To go beyond the lowest order we introduce the following 
renormalization constants for bare quantities,
\begin{equation}
\begin{array}{l}
(G_{\mu})_{\rm B}=Z^{1/2}_GG_{\mu},~~
(\phi)_{\rm B}=Z^{1/2}_{\phi}\phi,\\
\displaystyle (g)_{\rm B}=Z^{-1/2}_GZ_gg,~~
(\lambda)_{\rm B}=Z^{-2}_{\phi}Z_{\lambda}\lambda,\\
\displaystyle (\mu^2)_{\rm B}=Z^{-1}_{\phi}\mu^2\left(
1+\frac{\delta\mu^2}{\mu^2}\right),~~
(v)_{\rm B}=Z^{1/2}_{\phi}v\left(1+\frac{\delta v}{v}\right).
\end{array}
\end{equation}
Note that the redundant renormalization constant $\delta v$ will
be determined by the additional requirement that the $\sigma$ 
tadpole be cancelled at one loop. We have chosen the same 
renormalization constant for all members of a multiplet. As to be
shown below this will be sufficent for removing divergences.

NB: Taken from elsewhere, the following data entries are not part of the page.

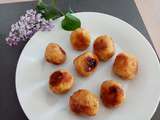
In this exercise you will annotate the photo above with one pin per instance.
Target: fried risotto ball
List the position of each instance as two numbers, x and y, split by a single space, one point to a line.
55 54
125 66
61 81
112 94
104 47
86 63
80 39
84 102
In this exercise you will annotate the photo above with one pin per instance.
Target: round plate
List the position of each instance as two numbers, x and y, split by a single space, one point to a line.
39 103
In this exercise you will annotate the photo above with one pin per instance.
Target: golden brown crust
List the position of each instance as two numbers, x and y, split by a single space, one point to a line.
80 39
61 81
112 94
125 66
104 47
86 63
55 54
84 102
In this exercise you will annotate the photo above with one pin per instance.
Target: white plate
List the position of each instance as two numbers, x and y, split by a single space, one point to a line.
33 73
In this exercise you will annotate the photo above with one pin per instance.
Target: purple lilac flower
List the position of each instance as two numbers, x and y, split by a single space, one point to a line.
27 25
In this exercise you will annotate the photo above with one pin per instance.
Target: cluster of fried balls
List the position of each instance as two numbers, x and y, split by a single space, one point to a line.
111 92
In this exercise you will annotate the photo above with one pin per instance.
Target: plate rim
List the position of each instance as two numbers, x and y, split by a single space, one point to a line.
100 13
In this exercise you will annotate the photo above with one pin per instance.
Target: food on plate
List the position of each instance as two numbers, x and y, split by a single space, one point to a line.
125 66
61 81
84 102
104 47
80 39
55 54
112 94
86 63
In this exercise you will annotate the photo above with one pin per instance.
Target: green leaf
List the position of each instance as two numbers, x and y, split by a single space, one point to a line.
70 22
41 7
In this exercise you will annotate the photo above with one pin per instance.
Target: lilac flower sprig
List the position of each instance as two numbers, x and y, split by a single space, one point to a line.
27 25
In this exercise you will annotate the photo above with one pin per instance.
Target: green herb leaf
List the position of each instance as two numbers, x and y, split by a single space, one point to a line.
70 22
41 7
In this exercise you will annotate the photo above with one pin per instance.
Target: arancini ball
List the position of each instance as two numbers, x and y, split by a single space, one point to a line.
84 102
86 63
55 54
125 66
104 47
80 39
61 81
112 94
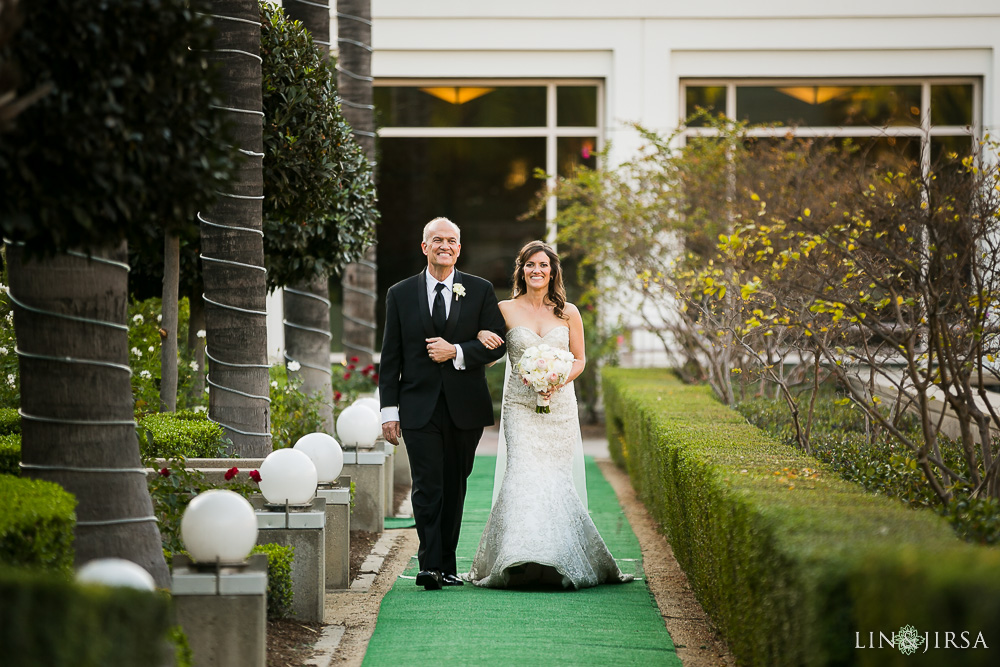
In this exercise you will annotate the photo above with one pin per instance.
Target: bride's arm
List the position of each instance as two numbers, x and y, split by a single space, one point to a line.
577 346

The counterterms introduced by the above substitutions are standard
for the linear and quadratic terms since no difference arises as
compared to the commutative case. These are listed explicitly in 
Appendeix A together with the rules to obtain counterterms for 
vertices in ${\cal L}_{\rm class}$. We focus below on deriving 
counterterms in the gauge fixing sector. 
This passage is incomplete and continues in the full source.